Australian soap box orator (1913–2008)

John Webster (December 1913 – 15 December 2008), also known as Mo(u)hammed Jon Webster, or more simply just Webster, was a soap box orator and public speaker, primarily at Speakers' Corner near Marble Arch at Hyde Park, London and beneath the Moreton Bay fig trees of The Domain, Sydney from the early 1950s till the late 1980s. He also made sorties into Arabia, Tasmania, Melbourne's Yarra Bank and various other outposts of what had been the British Empire. Webster, who almost exclusively referred to himself in the third person, delivered a wide-reaching and eclectic philosophy in a hybrid carny barking cockney/Australian accent. He was the most prominent and listened-to of all long-term speakers at the Sydney Domain. Journalist John Edwards wrote in 1971 "The only (modern) force is the inimitable Webster who, lately returned from England, is responsible for most of the popularity of the (Sydney) Domain." Nene King observed of a day spent at the Sydney Domain "Webster (no first name, no mister) commanded the largest audience as he waved a verbal flag for the British Empire – 'We Englishmen are God's gift to the whole world.'"

==Early life==
Webster was born in London in December 1913. His father battled alcoholism and his mother was in the Salvation Army. His grandparents were Irish. As a teenager, Webster was a Salvation Army soldier and worked in dispatch at the Army's Trade Headquarters.
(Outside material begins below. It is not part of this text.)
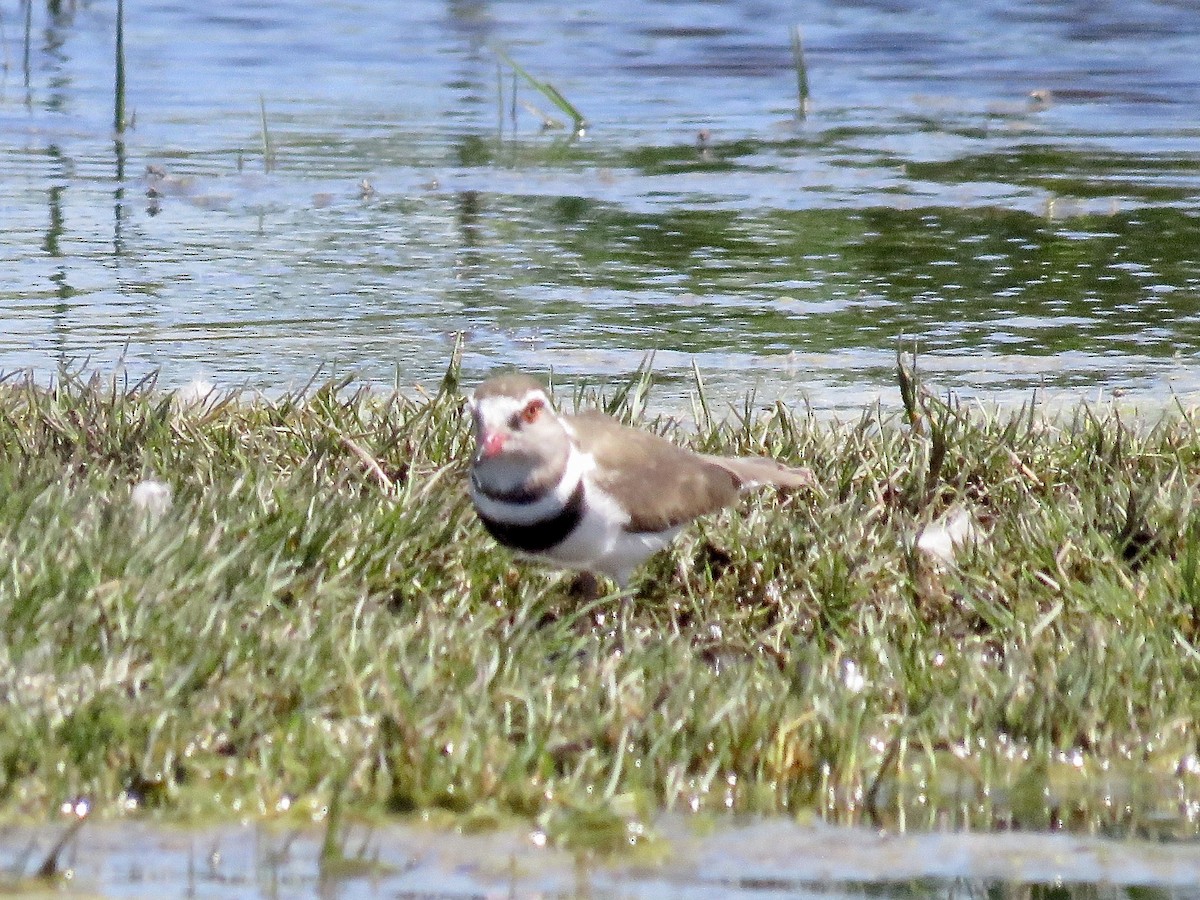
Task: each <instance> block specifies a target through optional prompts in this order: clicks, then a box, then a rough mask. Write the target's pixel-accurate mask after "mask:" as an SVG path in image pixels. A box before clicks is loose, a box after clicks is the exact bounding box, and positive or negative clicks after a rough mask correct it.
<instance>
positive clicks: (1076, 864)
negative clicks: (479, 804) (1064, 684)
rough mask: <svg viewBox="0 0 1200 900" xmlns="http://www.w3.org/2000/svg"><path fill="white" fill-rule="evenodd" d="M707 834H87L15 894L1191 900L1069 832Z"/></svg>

At 18 he became disillusioned, left the Salvation Army and became an atheist.

==Ideological development and worldview==

Webster, by his own confession, navigated the whole ideological spectrum from the centre to the far left, then over to the extreme right and back to the middle again. A communist rabble-rouser in the 1940s, he went on to subscribe to the anti-semitic views of the British fascists, until he was approached by Oswald Mosley who told him – inter alia – in 1947 "we can use the Jews." This prompted Webster to reassess his own ideas and he subsequently wrote a letter of apology to the Jewish Chronicle expressing regret about his former views.

Webster's use of the name Mohammed came from when, having received the honorary title of Sheikh from the Hazhar University of Cairo while married to a Jewish woman, he embraced Islam in order to marry a Muslim one. This marriage to a Persian woman in 1963 was as brief as his previous marriage. He told journalist Linda Hornsey that he had been working for the Ministry of Information when he suggested on a television programme, amongst other things, that the Arabs should make peace with Israel: "After that I made a quick but quiet retreat from the Middle East". He also told her that he had once been a "card-carrying member" of the Communist party, then a fascist, and a mystical Moslem of Sufistic leaning before evolving into a "simple" humanist. He had come to see adherence to doctrinaire creeds as dangerous, and planned to set up an "ecological workshop on religion", where anyone willing could come to have their religion "tested".

==Oratorical style and technique==

Webster claimed that his purpose in orating was to inspire people to think for themselves. His method was one of deliberate provocation, conscious deployment of irony, "verbal cartooning" and a razor-edged wit attested to by all commentators of the time. "I have never yet heard Webster bettered by a heckler, nor stuck for some kind of answer to a question." "It could be argued that the greatest demagogue in Australia today is a 53-year-old Cockney named Muhammed (sic) John Webster" wrote Sydney Morning Herald journalist Gavin Souter in 1966, "There is no one in the Australian Parliaments to match him, and in Sydney's Domain he has no real competition." "Webster insults, abuses and ridicules his audience. The response, in laughter and applause, would be the envy of any television comic" observed Jim Oram.
A video of John speaking in Sydney's Domain can be found in the Youtube video, 'Webster's Domain'.

==Personal life==
Though he was married twice he had a number of gay relationships.

==Death and legacy==

The Rev Ted Noffs, founder of the Wayside Chapel in Kings Cross, New South Wales claimed "Here at the Chapel, Webster has helped to make what we call the Family of Man a reality." The Uniting Church of Australia's Rev Bill Crews, host of a free restaurant catering to the poor and indigent in Ashfield, New South Wales, made frequent visits to Webster's domicile in the latter's declining years. He remarked that "He (Webster) influenced so many people, taught us how to think in lots of ways...I think he thought he'd live forever" Webster died quietly at a secret retreat in Launceston, Tasmania shortly before his 96th birthday, leaving no immediate heirs.